会議記録


  6.ディスカッション
  【嶌委員】
   これからの進め方としては、月1回程度で毎回3人ずつぐらいにスピーチをしてもらい、その度に活発な討論を中心に進めたい。また、議論の成果は今までとは違った形で情報発信をしていきたい。夢のあるものにまとめて行ければよいと考える。
 経済効率を追求して、進歩、開発、安全、科学技術等の思想は善であると考えてきたが、今、その反作用もでてきており、もう一度新しい考え方も入れてこれまでの社会を見直す時期にきているのではないか。本当に居心地の良い社会というものをもう一度根本から考え直すべきではないかという議論が高まっている。
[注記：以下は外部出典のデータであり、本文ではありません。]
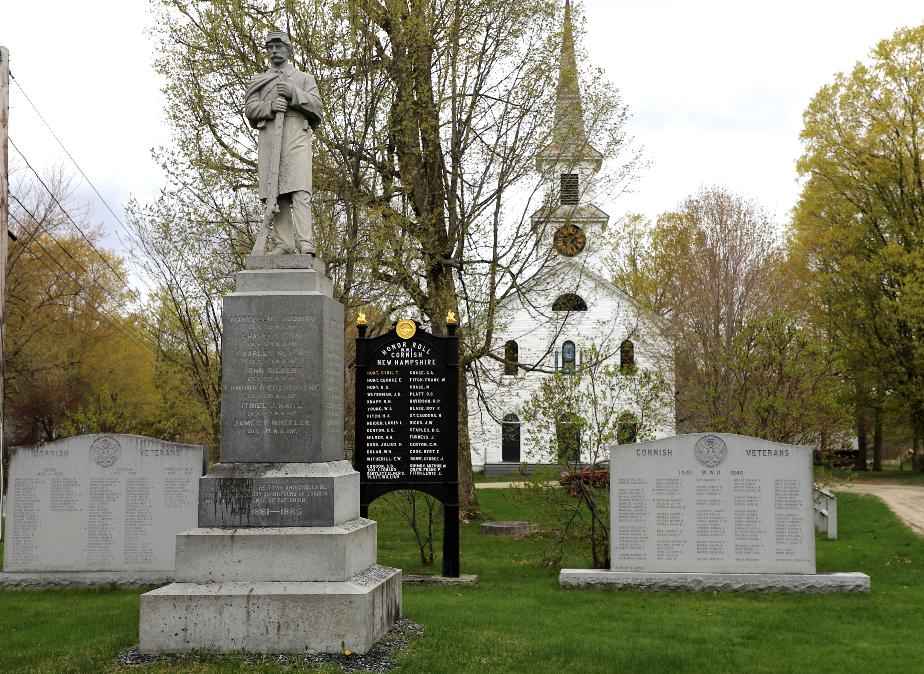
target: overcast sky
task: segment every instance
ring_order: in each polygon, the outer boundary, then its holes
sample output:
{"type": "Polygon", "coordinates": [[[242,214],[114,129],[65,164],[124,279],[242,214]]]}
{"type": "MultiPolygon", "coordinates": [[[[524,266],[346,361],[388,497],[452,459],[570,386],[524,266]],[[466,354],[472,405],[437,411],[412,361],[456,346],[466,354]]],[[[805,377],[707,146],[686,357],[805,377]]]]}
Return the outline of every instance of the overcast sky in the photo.
{"type": "MultiPolygon", "coordinates": [[[[0,8],[16,81],[120,216],[129,196],[156,195],[150,149],[168,136],[147,6],[6,0],[0,8]]],[[[591,65],[620,88],[651,163],[633,194],[601,204],[613,217],[654,217],[720,184],[782,223],[798,196],[801,116],[813,94],[897,28],[924,23],[924,5],[912,0],[584,0],[583,9],[591,65]]],[[[15,83],[10,99],[10,136],[29,161],[66,164],[15,83]]],[[[118,229],[89,188],[80,197],[118,229]]]]}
 今までの延長で21世紀を考えるのではなく、まず居心地の良い社会、くらしの理想像を描き、逆にその理想像に近づくためにどうしたら良いのか考えるのが、この懇談会の大きな意義であると思う。
 まず、前回欠席された成毛委員と安部委員に自己紹介も兼ねてご意見を伺いたい。
嶌委員
 
  【上山委員】
   日本にいる外資系の特に経営者層には特徴がある。日本の会社に勤めていると海外への転勤がある。海外転勤を嫌がって外資系に務めているという人が外資系のトップだと3割程度いる。アメリカを好かず、あまり住みたくない国の一つにアメリカを挙げている者は多い。外資系の経営者がアメリカを好まず、日本の方が良いと言う理由には、建物もしくは社会的なインフラ整備の状況によるのではなく、社会の構成要素である人間によるようである。
 マイクロソフトの本社のあるシアトルはきれいで住みたいと思うことがある。しかしごちゃごちゃで、カオス的な日本特有の都市空間の方が安心感をもたらしてくれるような気がする。日本は21世紀も今のまま、ごちゃごちゃのままでいいのではないか。
上山委員
 
  【安部委員】
   一市民の立場から専門家が気付かないことを発言したいと思っている。野蛮な意見を申し上げたい。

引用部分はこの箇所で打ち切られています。